Effective data handling is critical to many scientific applications in the cloud. Of particular importance is the issue of storage. To investigate this issue, a team of researchers from Argonne’s Mathematics and Computer Science Division, the Argonne/University of Chicago Computation Institute, and the University of British Columbia benchmarked the performance of a number of storage systems using basic read and write patterns commonly observed in scientific applications. Their work, presented recently at the 5th Workshop on Scientific Cloud Computing, won the best paper award.
“We used the Swift parallel scripting framework to set up our experiments in the cloud,” said Ketan Maheshwari, a postdoctoral appointee in the MCS Division and lead author of the award-winning paper. “Depending on the application requirements, Swift proved able to handle both implicit and explicit data motions in the cloud.”
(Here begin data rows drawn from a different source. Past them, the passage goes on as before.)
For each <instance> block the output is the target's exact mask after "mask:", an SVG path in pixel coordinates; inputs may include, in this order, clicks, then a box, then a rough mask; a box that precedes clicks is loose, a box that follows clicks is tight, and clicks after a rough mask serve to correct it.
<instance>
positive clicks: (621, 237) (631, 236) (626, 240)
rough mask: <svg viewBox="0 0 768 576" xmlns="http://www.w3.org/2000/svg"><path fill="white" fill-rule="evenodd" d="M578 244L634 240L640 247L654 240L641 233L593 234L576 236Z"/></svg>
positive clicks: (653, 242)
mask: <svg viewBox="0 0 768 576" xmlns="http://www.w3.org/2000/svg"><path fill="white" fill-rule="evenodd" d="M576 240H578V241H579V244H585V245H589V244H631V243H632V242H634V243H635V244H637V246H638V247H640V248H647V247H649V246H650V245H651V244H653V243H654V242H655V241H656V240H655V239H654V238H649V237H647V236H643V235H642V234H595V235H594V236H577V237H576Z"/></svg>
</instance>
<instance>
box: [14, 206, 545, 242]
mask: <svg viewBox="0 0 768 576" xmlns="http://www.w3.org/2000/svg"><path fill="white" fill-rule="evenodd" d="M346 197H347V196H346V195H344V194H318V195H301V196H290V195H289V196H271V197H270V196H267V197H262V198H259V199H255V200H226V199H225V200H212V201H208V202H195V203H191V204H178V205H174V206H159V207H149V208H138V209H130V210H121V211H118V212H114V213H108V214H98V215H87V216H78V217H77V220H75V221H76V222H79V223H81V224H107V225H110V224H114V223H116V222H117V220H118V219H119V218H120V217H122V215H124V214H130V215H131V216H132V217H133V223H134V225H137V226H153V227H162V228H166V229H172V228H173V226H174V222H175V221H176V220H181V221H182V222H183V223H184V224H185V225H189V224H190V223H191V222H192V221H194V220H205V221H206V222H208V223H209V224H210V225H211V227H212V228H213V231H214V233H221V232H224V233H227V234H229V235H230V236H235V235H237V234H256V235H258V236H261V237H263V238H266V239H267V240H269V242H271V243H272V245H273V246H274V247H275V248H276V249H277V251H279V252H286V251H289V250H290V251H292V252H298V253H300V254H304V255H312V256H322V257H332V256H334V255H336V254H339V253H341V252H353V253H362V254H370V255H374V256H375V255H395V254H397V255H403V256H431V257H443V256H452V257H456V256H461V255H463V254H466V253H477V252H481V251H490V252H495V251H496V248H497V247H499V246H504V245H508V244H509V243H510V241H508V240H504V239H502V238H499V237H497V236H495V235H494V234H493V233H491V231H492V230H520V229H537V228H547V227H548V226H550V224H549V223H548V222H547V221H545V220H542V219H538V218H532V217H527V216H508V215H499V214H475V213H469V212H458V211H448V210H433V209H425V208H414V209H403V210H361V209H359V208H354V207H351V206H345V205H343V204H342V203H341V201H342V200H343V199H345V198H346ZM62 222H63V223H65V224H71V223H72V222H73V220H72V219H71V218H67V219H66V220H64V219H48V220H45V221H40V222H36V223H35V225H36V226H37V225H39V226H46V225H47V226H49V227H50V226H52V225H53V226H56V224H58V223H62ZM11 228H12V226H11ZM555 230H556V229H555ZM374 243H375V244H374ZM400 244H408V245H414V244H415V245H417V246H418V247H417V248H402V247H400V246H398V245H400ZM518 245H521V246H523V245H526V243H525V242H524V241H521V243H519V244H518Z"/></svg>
The team characterized both commercial storage systems and emerging research-based storage systems to test three real-world applications: a power flow simulation of the Illinois grid, a parallel Blast application for protein searches, and an energy analysis and thermal load simulation program. Different cloud configurations – local, single zone, and global – helped provide insights into the effectiveness of storage systems.
“Globally implemented clouds rely heavily on the internet backbone, resulting in a non-uniform and variable network characteristics. Our experiments show that storage solutions can mitigate these variabilities by techniques such as caching, replication, and prediction,” said Maheshwari.
The research team also found that applications with small to medium immediate storage requirements can be run effectively by aggregating the cloud node-local space by using storage solutions (see figure).
“These solutions almost always perform better than the dedicated object store and thus offer an exciting alternative to solutions provided by clouds such as Amazon’s S3,” said Maheshwari. But he noted that solutions such as S3 are still important for large-scale data handling and archiving.
The research was presented at ScienceCloud, collocated with the 23rd International ACM Symposium on High Performance Distributed Computing Workshop, held in Vancouver, Canada, on June 23, 2014. For further information, see the website at http://datasys.cs.iit.edu/events/ScienceCloud2014/program.html.
Ketan Maheshwari, Justin M. Wozniak, Hao Yang, Daniel S. Katz, Matei Ripeanu, Victor Zavala, and Michael Wilde, “Evaluating Storage Systems for Scientific Data in the Cloud,” in Proc. ScienceCloud, HPDC 2014.